%
%\VignetteIndexEntry{ontoTools Primer}
%\VignetteDepends{ontoTools, org.Hs.eg.db, graph, GO.db}
%\VignetteKeywords{ontology}
%\VignettePackage{ontoTools}
%
% NOTE -- ONLY EDIT THE .Rnw FILE!!!  The .tex file is
% likely to be overwritten.
%
\documentclass[12pt]{article}

\usepackage{amsmath}
\usepackage[authoryear,round]{natbib}
\usepackage{hyperref,epsfig}


\newcommand{\Rfunction}[1]{{\texttt{#1}}}
\newcommand{\Robject}[1]{{\texttt{#1}}}
\newcommand{\Rpackage}[1]{{\textit{#1}}}
\newcommand{\Rmethod}[1]{{\texttt{#1}}}
\newcommand{\Rfunarg}[1]{{\texttt{#1}}}
\newcommand{\Rclass}[1]{{\textit{#1}}}


\textwidth=6.2in
\textheight=8.5in
%\parskip=.3cm
\oddsidemargin=.1in
\evensidemargin=.1in
\headheight=-.3in

\newcommand{\scscst}{\scriptscriptstyle}
\newcommand{\scst}{\scriptstyle}

\bibliographystyle{plainnat} 
 
\begin{document}
\title{{\it ontoTools}: software for working with ontologies in Bioconductor}
\author{VJ Carey {\tt stvjc@channing.harvard.edu}}
\maketitle
\tableofcontents

\section{Introduction}

An ontology is a vocabulary arranged as a rooted directed
acyclic graph (rDAG, or just DAG).  This package
provides tools for working with such data structures.
A key concern is the interpretation of sets of objects
mapped to an ontology.

%This package is in development in the absence
%of a truly mature graph data structure system in R.
%We use the {\it graph} package of Gentleman and Whalen,
%and provide some ad hoc extensions such as a {\tt compoundGraph}
%class that can be much more straightforwardly implemented.
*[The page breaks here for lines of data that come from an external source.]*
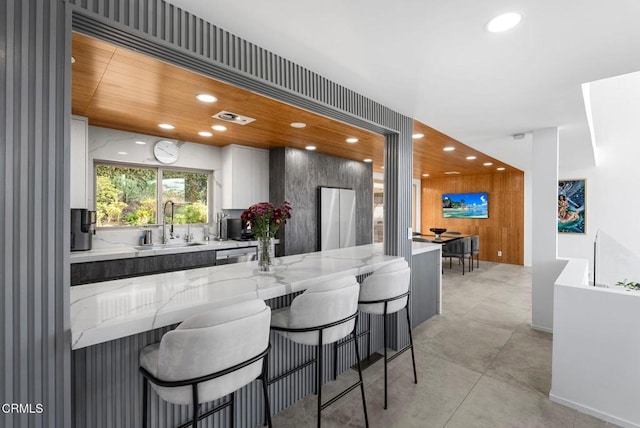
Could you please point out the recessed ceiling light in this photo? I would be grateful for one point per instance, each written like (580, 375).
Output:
(206, 98)
(504, 22)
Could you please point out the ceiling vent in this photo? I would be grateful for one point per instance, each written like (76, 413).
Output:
(228, 116)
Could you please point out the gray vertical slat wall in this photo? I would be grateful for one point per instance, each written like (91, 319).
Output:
(34, 298)
(35, 104)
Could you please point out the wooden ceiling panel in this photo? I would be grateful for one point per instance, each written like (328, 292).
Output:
(121, 89)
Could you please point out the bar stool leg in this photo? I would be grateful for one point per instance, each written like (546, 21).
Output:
(267, 405)
(194, 422)
(144, 401)
(369, 335)
(364, 401)
(384, 341)
(319, 378)
(413, 357)
(335, 360)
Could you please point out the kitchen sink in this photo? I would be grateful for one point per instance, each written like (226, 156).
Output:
(163, 246)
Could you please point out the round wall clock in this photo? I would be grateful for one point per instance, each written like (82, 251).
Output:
(166, 151)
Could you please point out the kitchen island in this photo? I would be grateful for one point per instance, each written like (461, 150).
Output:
(111, 321)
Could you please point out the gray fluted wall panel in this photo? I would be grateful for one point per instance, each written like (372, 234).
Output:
(164, 31)
(34, 321)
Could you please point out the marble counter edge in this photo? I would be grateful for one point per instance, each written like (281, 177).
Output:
(129, 252)
(288, 278)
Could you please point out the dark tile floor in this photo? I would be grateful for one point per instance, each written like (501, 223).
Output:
(479, 365)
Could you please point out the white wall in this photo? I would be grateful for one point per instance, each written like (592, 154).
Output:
(613, 186)
(596, 348)
(546, 267)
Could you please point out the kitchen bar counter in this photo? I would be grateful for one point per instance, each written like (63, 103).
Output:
(129, 251)
(111, 321)
(113, 309)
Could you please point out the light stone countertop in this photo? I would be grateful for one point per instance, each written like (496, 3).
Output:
(129, 251)
(109, 310)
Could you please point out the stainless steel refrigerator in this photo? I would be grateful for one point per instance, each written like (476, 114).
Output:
(336, 218)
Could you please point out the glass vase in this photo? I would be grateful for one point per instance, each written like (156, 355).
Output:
(266, 253)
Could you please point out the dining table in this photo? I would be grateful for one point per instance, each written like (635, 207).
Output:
(442, 239)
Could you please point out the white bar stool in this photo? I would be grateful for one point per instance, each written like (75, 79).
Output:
(385, 292)
(323, 314)
(209, 356)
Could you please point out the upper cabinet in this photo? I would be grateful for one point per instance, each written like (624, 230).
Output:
(79, 162)
(245, 176)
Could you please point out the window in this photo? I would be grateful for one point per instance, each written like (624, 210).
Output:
(128, 195)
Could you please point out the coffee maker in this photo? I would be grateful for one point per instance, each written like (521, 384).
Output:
(83, 226)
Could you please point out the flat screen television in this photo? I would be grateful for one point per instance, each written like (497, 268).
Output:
(465, 205)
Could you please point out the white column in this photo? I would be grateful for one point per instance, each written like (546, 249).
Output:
(546, 267)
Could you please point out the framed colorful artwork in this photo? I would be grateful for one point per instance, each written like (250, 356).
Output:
(572, 206)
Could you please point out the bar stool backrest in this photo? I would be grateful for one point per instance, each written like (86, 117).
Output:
(322, 304)
(210, 342)
(387, 282)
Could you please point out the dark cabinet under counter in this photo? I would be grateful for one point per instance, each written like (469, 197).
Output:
(106, 270)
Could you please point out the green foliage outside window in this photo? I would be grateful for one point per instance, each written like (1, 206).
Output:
(127, 196)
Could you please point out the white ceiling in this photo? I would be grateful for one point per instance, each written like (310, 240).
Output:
(434, 61)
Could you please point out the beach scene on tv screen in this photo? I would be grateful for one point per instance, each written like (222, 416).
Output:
(465, 205)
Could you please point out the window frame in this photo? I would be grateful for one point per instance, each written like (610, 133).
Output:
(159, 169)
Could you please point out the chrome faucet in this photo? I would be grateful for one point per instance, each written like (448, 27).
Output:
(188, 237)
(164, 222)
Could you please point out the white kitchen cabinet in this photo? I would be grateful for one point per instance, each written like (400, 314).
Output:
(79, 161)
(245, 176)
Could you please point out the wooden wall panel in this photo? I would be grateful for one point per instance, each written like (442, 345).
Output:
(502, 231)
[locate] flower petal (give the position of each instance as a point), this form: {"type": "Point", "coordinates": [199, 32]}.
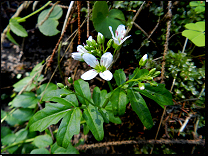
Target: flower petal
{"type": "Point", "coordinates": [77, 56]}
{"type": "Point", "coordinates": [122, 41]}
{"type": "Point", "coordinates": [90, 38]}
{"type": "Point", "coordinates": [106, 59]}
{"type": "Point", "coordinates": [120, 31]}
{"type": "Point", "coordinates": [81, 49]}
{"type": "Point", "coordinates": [90, 59]}
{"type": "Point", "coordinates": [110, 28]}
{"type": "Point", "coordinates": [106, 75]}
{"type": "Point", "coordinates": [89, 74]}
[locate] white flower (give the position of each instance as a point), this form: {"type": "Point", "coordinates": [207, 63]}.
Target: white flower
{"type": "Point", "coordinates": [101, 68]}
{"type": "Point", "coordinates": [119, 34]}
{"type": "Point", "coordinates": [80, 51]}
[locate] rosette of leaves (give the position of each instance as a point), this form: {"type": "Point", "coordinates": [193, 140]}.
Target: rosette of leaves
{"type": "Point", "coordinates": [189, 79]}
{"type": "Point", "coordinates": [48, 28]}
{"type": "Point", "coordinates": [102, 18]}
This package relies heavily on the \Rpackage{graph}
package from Bioconductor, and the {\it SparseM} package
from UIUC, available from CRAN.  %That package is also
%not fully mature, and in particular seems to have some
%bugs (in version 0.24) when used with Windows R.

\section{Basic structures}


\subsection{Rooted DAG}

The {\tt rootedDAG} class is built using a {\tt graph::graphNEL} and
specifying a root.

This package comes with {\tt litOnto}, which is a {\tt graphNEL}.
<<setupSmall>>=
library(graph)
library(ontoTools)
#library(Rgraphviz)
data(litOnto)
print(litOnto)
print(class(litOnto))
@
Children point to parents by default.
When Rgraphviz is available, the graphical
structure can be plotted using {\tt plot}.
%# should be fig=TRUE
%#plot(litOnto)
@

%\epsfig{file=demo1.ps,width=3.9in}

It is possible to reverse the directions of arcs in such a graph.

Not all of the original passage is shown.